От одной мысли, что мне придется пользоваться любым из этих предметов, я приходил в ужас, но тем не менее деваться было некуда. Я посадил ее на переднее сиденье, откинул спинку и на «копейке» с летней резиной рванул в Москву.
Таня тихо сидела и слушала себя, только иногда вскрикивала, и при каждом ее вскрике я покрывался ледяным потом.
Где-то в районе Горок‑2, на Рублевке, я притормозил около человека, который на пустом ночном шоссе ловил машину. Причем остановился и подхватил его в машину я по абсолютно рациональным причинам. Если что-нибудь случится и мне придется принимать роды, нужно, чтобы хоть кто-то был рядом – для того чтобы что-то подать, остановить какую-то машину, вызвать «скорую», – во всяком случае, человек рядом мог оказаться полезен. Когда же этот человек сел в машину и понял, что происходит, я, случайно взглянув в зеркало заднего вида, увидел его лицо, полное ужаса и сожаления, что он сел именно к нам.

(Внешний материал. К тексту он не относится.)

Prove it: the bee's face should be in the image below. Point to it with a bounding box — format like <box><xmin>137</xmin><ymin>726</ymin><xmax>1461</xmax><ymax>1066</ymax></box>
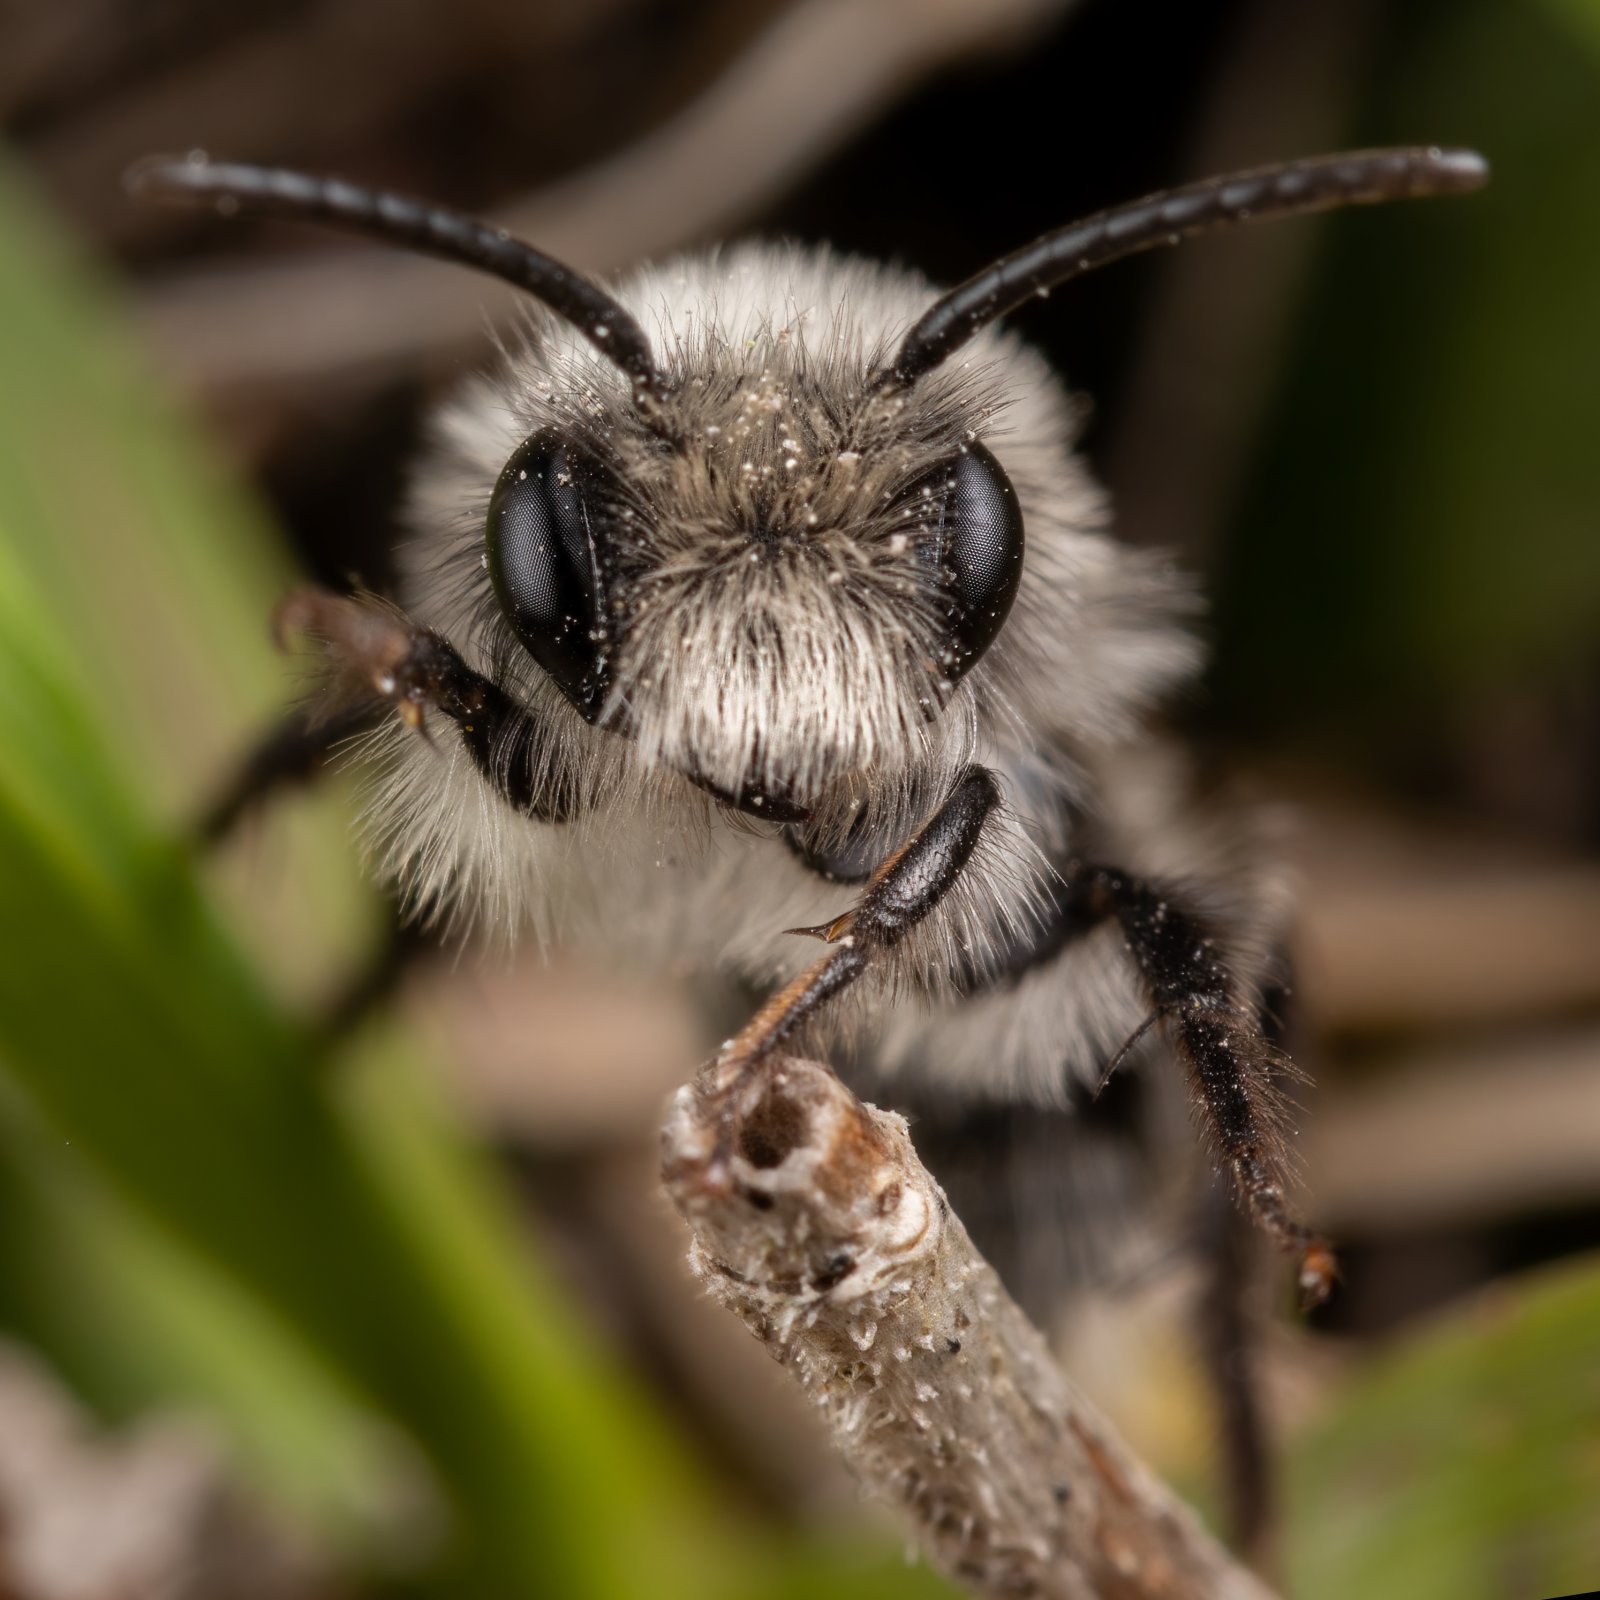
<box><xmin>134</xmin><ymin>150</ymin><xmax>1484</xmax><ymax>826</ymax></box>
<box><xmin>481</xmin><ymin>368</ymin><xmax>1025</xmax><ymax>815</ymax></box>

Думаю, он предпочел бы простоять до утра в ожидании попутки, чем ехать в нашей компании.
Наконец мы выскочили на Кутузовский проспект около Триумфальной арки. Была глубокая ночь, ни одной машины, присыпанный снегом лед под колесами, и какой-то шальной милиционер, увидевший несущиеся «Жигули», кинулся с жезлом наперевес меня останавливать. Я дал по тормозам, и меня два раза развернуло вокруг собственной оси. Единственное, что я успел, открыв окно во время этой карусели, крикнуть гаишнику, что везу жену рожать, и он мне вдогонку махнул своим жезлом, давая понять: кати дальше.
Итак, пронеслись через мост, свернули направо, на Красную Пресню, и наконец на Черногрязской улице я затормозил около роддома. Вывел Таню, аккуратно по ступенькам довел ее до двери…
Когда я вернулся в машину, попутчика моего уже не было, а на заднем сиденье лежали три рубля, оставленные им, видимо, в благодарность за «острые ощущения». Эти три рубля, я помню, потом застеклил, как первые денежки, заработанные Темой.
Наутро позвонили из роддома и сказали, что у меня родился сын.
Тема и Аня с родителями
Со временем я убеждался, что Таня – еще и очень мудрая женщина. Причем мудрая интуитивно. Даже если в мелочах, в отдельных случаях, она может ошибиться, что-то не то сделать или сказать, то по гамбургскому счету ни женский, ни материнский инстинкт никогда ее не подводил. К тому же она хорошо усваивает все уроки жизни.